Having a big why makes the how of money management feel more possible. If there is a real purpose driving your plan you will feel more compelled to save instead of deprived when you don’t spend. The sense of purpose creates a real shift in attitude that helps you see it isn’t that you can’t spend but that you are choosing not to spend. You are choosing your big why over a small, fleeting pleasure. Your sense of self is immeasurably bolstered by making a plan and sticking with it – much more than it is by getting another tech gadget. What is your big why? Is it saving for a house you can raise your children in? Is it knowing you can take care of yourself and pay your bills? The security of having a safety net to handle emergencies? Planning for a comfortable retirement? Maybe it is saving enough money to start a business or buy a car. Name your big why now and use the passion you feel to help you figure out the how (of saving/getting the money to fuel your why).

What is the purpose of money in your life? What role does it serve?

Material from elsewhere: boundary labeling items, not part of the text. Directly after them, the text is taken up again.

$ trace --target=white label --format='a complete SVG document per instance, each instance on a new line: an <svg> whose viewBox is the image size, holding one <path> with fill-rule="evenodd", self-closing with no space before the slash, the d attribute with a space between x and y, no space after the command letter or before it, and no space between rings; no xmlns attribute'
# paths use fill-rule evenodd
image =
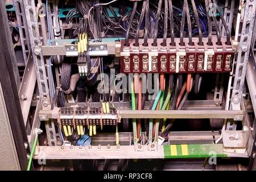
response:
<svg viewBox="0 0 256 182"><path fill-rule="evenodd" d="M208 56L214 55L214 51L213 50L205 51L205 52L204 52L204 71L207 70L207 61L208 60Z"/></svg>
<svg viewBox="0 0 256 182"><path fill-rule="evenodd" d="M179 73L179 69L180 69L180 56L185 56L186 52L177 52L176 53L176 72ZM185 59L185 57L184 58Z"/></svg>
<svg viewBox="0 0 256 182"><path fill-rule="evenodd" d="M121 53L120 53L120 55L121 56L130 56L130 52L129 52L129 51L121 52Z"/></svg>
<svg viewBox="0 0 256 182"><path fill-rule="evenodd" d="M152 56L158 56L158 52L157 51L148 52L148 72L152 70Z"/></svg>

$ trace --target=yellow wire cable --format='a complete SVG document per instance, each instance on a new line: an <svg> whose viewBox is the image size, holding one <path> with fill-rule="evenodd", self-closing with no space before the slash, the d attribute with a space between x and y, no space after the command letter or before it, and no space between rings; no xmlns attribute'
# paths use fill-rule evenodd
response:
<svg viewBox="0 0 256 182"><path fill-rule="evenodd" d="M80 133L80 127L79 127L79 125L77 126L76 129L77 129L77 134L78 134L79 135L81 135L81 133Z"/></svg>
<svg viewBox="0 0 256 182"><path fill-rule="evenodd" d="M71 136L71 135L72 134L72 133L71 133L71 127L70 127L69 125L68 125L68 135L69 136Z"/></svg>
<svg viewBox="0 0 256 182"><path fill-rule="evenodd" d="M68 131L67 130L67 126L65 125L63 126L63 129L64 130L65 136L68 136Z"/></svg>
<svg viewBox="0 0 256 182"><path fill-rule="evenodd" d="M82 127L82 125L80 125L80 133L81 135L84 135L84 127Z"/></svg>
<svg viewBox="0 0 256 182"><path fill-rule="evenodd" d="M93 135L96 135L96 125L93 125Z"/></svg>
<svg viewBox="0 0 256 182"><path fill-rule="evenodd" d="M107 113L109 113L109 102L106 103L106 111Z"/></svg>
<svg viewBox="0 0 256 182"><path fill-rule="evenodd" d="M90 125L90 127L89 128L89 135L90 136L92 136L92 125Z"/></svg>

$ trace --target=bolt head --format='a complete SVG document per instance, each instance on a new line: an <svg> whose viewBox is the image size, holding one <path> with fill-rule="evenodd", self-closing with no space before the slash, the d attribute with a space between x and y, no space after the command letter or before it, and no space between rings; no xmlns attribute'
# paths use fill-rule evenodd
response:
<svg viewBox="0 0 256 182"><path fill-rule="evenodd" d="M103 46L100 46L100 50L104 51L105 49L105 47Z"/></svg>
<svg viewBox="0 0 256 182"><path fill-rule="evenodd" d="M35 48L35 50L34 51L34 53L36 56L39 56L41 53L41 50L39 48Z"/></svg>
<svg viewBox="0 0 256 182"><path fill-rule="evenodd" d="M243 46L242 47L242 51L243 52L247 52L247 50L248 50L248 48L246 46Z"/></svg>
<svg viewBox="0 0 256 182"><path fill-rule="evenodd" d="M74 46L71 46L71 47L69 47L69 51L71 51L71 52L74 51L75 49L75 49L75 48Z"/></svg>

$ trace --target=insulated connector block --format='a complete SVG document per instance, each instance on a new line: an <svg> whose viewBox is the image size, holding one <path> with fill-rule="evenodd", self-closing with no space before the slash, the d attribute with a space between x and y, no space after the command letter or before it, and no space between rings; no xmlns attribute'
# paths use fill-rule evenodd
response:
<svg viewBox="0 0 256 182"><path fill-rule="evenodd" d="M148 46L139 40L139 46L134 46L134 39L129 39L129 47L121 40L121 72L132 73L214 73L231 71L234 51L232 45L226 45L226 38L221 38L217 44L217 36L212 36L212 45L208 45L208 39L203 38L203 45L198 44L198 38L193 38L189 45L188 38L184 38L184 46L179 38L175 39L174 46L167 39L167 46L163 46L163 39L158 39L158 46L153 46L153 39L148 39Z"/></svg>
<svg viewBox="0 0 256 182"><path fill-rule="evenodd" d="M109 107L108 113L104 113L101 107L63 107L59 113L62 125L116 125L118 119L117 110Z"/></svg>

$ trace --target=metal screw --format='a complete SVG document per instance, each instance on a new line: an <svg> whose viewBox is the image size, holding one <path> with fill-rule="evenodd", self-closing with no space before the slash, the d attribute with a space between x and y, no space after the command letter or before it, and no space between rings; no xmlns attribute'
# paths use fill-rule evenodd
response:
<svg viewBox="0 0 256 182"><path fill-rule="evenodd" d="M220 105L220 101L216 101L216 102L215 102L215 105L216 105L216 106L219 106L219 105Z"/></svg>
<svg viewBox="0 0 256 182"><path fill-rule="evenodd" d="M162 60L165 60L166 59L166 55L163 55L161 56L161 59Z"/></svg>
<svg viewBox="0 0 256 182"><path fill-rule="evenodd" d="M175 55L171 55L171 59L175 59Z"/></svg>
<svg viewBox="0 0 256 182"><path fill-rule="evenodd" d="M142 57L142 58L143 58L143 59L144 59L144 60L147 60L147 55L144 55L144 56Z"/></svg>
<svg viewBox="0 0 256 182"><path fill-rule="evenodd" d="M115 53L117 55L119 55L120 54L120 50L117 50L117 51L115 51Z"/></svg>
<svg viewBox="0 0 256 182"><path fill-rule="evenodd" d="M139 59L139 57L137 55L135 55L134 56L133 56L133 59L134 60L138 60Z"/></svg>
<svg viewBox="0 0 256 182"><path fill-rule="evenodd" d="M41 115L41 116L39 116L39 119L40 119L40 121L46 121L46 116L45 116L45 115Z"/></svg>
<svg viewBox="0 0 256 182"><path fill-rule="evenodd" d="M104 51L104 49L105 49L105 47L104 46L100 46L100 50Z"/></svg>
<svg viewBox="0 0 256 182"><path fill-rule="evenodd" d="M71 47L69 47L69 51L71 51L71 52L74 51L75 49L75 49L75 48L74 46L71 46Z"/></svg>
<svg viewBox="0 0 256 182"><path fill-rule="evenodd" d="M43 101L43 105L44 105L44 106L47 107L49 105L49 103L48 101Z"/></svg>
<svg viewBox="0 0 256 182"><path fill-rule="evenodd" d="M152 59L156 60L156 58L157 58L157 57L156 57L156 56L152 56Z"/></svg>
<svg viewBox="0 0 256 182"><path fill-rule="evenodd" d="M28 145L27 144L27 142L24 143L24 146L25 147L25 149L27 148L27 147L28 146Z"/></svg>
<svg viewBox="0 0 256 182"><path fill-rule="evenodd" d="M237 133L236 134L236 135L234 135L234 139L235 140L239 140L239 134L238 134L238 133Z"/></svg>
<svg viewBox="0 0 256 182"><path fill-rule="evenodd" d="M192 64L189 65L189 69L193 69L194 68L194 67Z"/></svg>
<svg viewBox="0 0 256 182"><path fill-rule="evenodd" d="M20 99L22 100L23 100L23 101L26 100L27 100L27 96L24 95L24 94L22 94L22 95L21 95Z"/></svg>
<svg viewBox="0 0 256 182"><path fill-rule="evenodd" d="M249 131L248 127L247 126L243 126L243 131Z"/></svg>
<svg viewBox="0 0 256 182"><path fill-rule="evenodd" d="M233 102L235 104L237 104L239 103L239 100L237 98L234 98Z"/></svg>
<svg viewBox="0 0 256 182"><path fill-rule="evenodd" d="M242 47L242 51L243 52L247 52L247 50L248 50L248 48L246 46L243 46Z"/></svg>

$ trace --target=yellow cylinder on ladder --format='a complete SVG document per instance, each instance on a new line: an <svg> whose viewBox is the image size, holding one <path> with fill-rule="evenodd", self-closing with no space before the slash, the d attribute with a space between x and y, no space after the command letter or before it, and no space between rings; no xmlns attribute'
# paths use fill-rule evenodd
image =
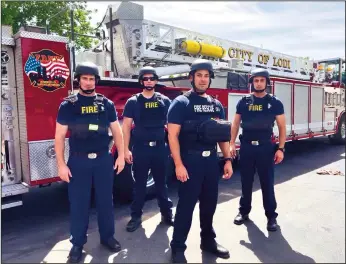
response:
<svg viewBox="0 0 346 264"><path fill-rule="evenodd" d="M194 40L185 40L181 43L181 48L192 55L203 55L207 57L223 58L226 50L220 46L201 43Z"/></svg>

Think of a time when you saved a lot of money. Was it for a wedding, to buy a bike or even a car? Or was it to take a vacation or buy a house? You were able to do that because you were motivated by a very specific and desirable reward. To repeat that same habit in your daily life it is important to identify whatever that thing is (your why) that is so desirable that it makes the impulse to buy seem pale in comparison. Think not in terms of what you can’t buy but what you will be able to do as a result of your choice not to spend in this moment. Remember, money gives you options. If you have $500 saved you can better handle emergencies. It doesn’t matter how little you have to start. It only matters that you protect your financial future by making a savings plan in the present.